An alternative would be to install dimmable and color-tunable linear LED overhead luminaires and wallwashers. During the day shift, the horizontal illuminance level could start at 50 foot-candles and increase in the afternoon before reducing again in the evening. The wallwashers, which produce substantial vertical illuminance, would dim to 75 percent in the evening to reduce horizontal and vertical light levels. CCT would shift from 5,000K to 4,000K during the day for the overhead luminaires, while the wallwashers would produce a saturated blue light that drops to 5,000K or stays blue in the afternoon and drops to 4,000K in the evening. The result is a CS of 0.5 in the morning, 0.3 in the afternoon and 0.2 in the evening.

During the night shift, the overhead luminaires remain at full output to produce a horizontal illuminance of 33–35 foot-candles, while the wallwashers dim to 50 percent at certain times of the night, resulting in vertical illuminance of 12–15 foot-candles. Overhead CCT drops to 3,500K, while the wallwashers also shift to 3,500K and later a saturated red light, and then either remain red until the day shift begins or return to 3,500K. The resulting CS is 0.1 throughout the night.

Patient room lighting should provide high CS during the day and low CS in the evening. Night lighting should support patient sleep while accommodating visitors and staff tasks.

As another example, consider a single-patient room illuminated by recessed 2-by-4 troffers fitted with 3,500K, 32W T8 lamps and a wall-mounted, direct/indirect task light over the bed. With output set at 26 foot-candles, this system provides a sufficient CS of 0.3 for the morning, but there is little flexibility to reduce it when needed.

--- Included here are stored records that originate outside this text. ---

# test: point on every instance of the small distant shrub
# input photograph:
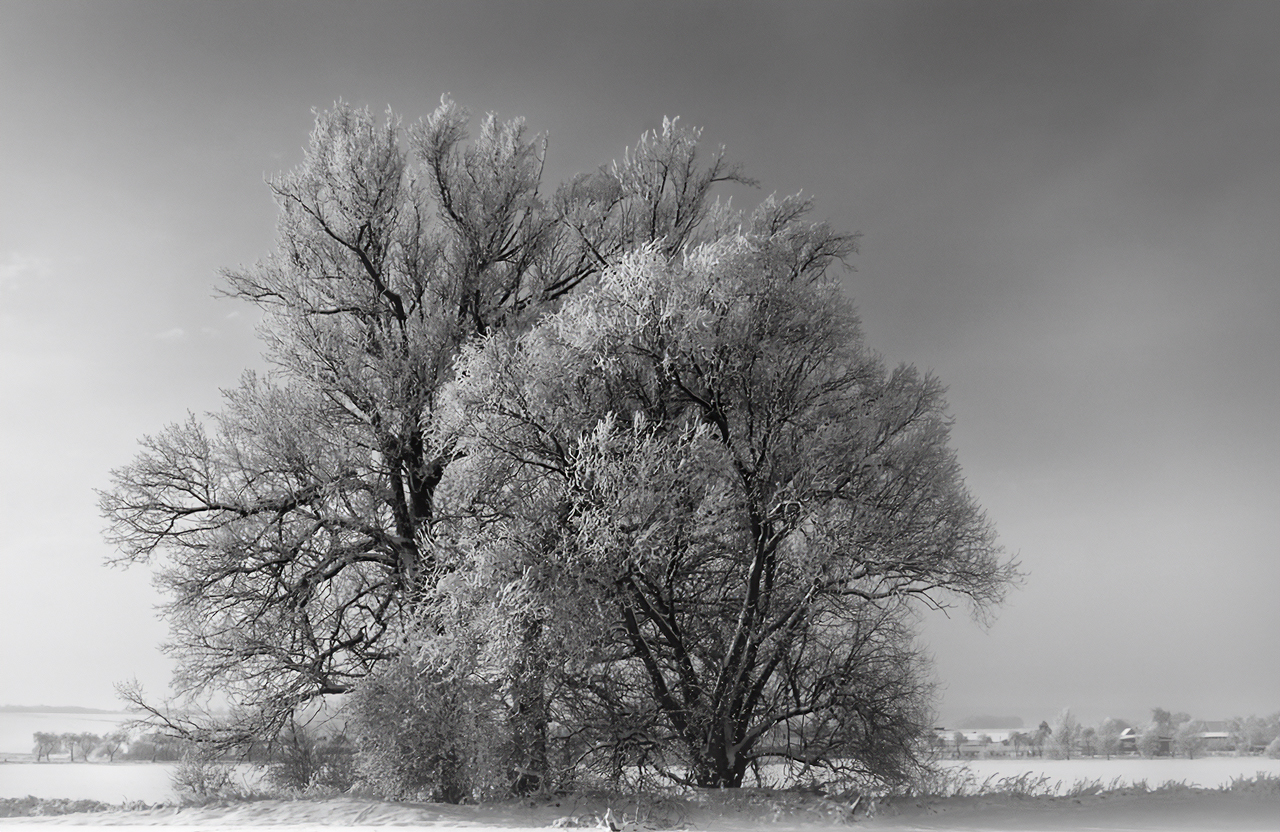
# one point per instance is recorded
(304, 763)
(201, 777)
(428, 737)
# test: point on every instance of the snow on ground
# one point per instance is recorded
(1207, 772)
(1178, 810)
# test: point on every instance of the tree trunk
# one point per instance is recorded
(529, 717)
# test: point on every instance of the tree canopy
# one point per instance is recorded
(617, 457)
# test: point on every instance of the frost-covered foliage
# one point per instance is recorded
(425, 732)
(746, 497)
(594, 485)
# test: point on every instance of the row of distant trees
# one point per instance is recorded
(87, 746)
(1165, 734)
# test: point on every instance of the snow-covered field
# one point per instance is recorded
(1137, 810)
(16, 728)
(108, 782)
(1060, 776)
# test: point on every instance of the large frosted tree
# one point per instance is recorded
(736, 504)
(293, 530)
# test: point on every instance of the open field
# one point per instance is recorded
(16, 728)
(1134, 812)
(1060, 776)
(1134, 809)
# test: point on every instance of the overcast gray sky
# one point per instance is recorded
(1070, 213)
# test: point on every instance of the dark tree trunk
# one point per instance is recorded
(529, 718)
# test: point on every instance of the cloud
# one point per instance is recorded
(17, 266)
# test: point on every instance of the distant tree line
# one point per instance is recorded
(1164, 735)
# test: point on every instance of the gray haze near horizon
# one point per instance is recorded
(1069, 213)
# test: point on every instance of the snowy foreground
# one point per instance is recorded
(987, 796)
(759, 812)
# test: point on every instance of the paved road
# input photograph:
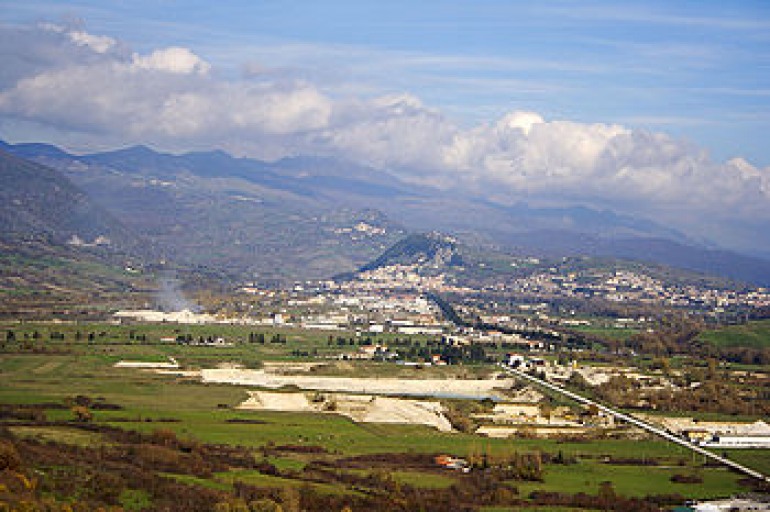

An alternative would be to install recessed linear LED luminaires; a wall-mounted, direct/indirect task light; a few downlights at the entrance and perimeter; and a recessed linear LED wallwasher. The linear light, task light and wallwasher dim throughout the day until stopping at 25 percent in the evening. The downlights stay on at full most of the day but dim to 50 percent in the evening. All lights shift from 5,000K in the morning to 4,000K at midday and 3,500K in the late afternoon and evening, while the wallwasher could emit a saturated blue light in the morning or remain on a tunable-white setting throughout the day. The result is CS that starts the morning at 0.3, drops to 0.2 at midday, and declines to 0.1 in the late afternoon and evening.

Lighting for healthy buildings

In a short time, the lighting community went from a basic understanding of lighting and health to equipment, metrics and design templates suitable for many applications, including hospitals.

Figueiro said circadian lighting is actionable and likely to trend further as resources and research strengthen over time. She encouraged electrical contractors to familiarize themselves with new products and techniques.

“The technology now exists to develop more individualized solutions for healthcare applications,” she said. “Think beyond the ceiling.”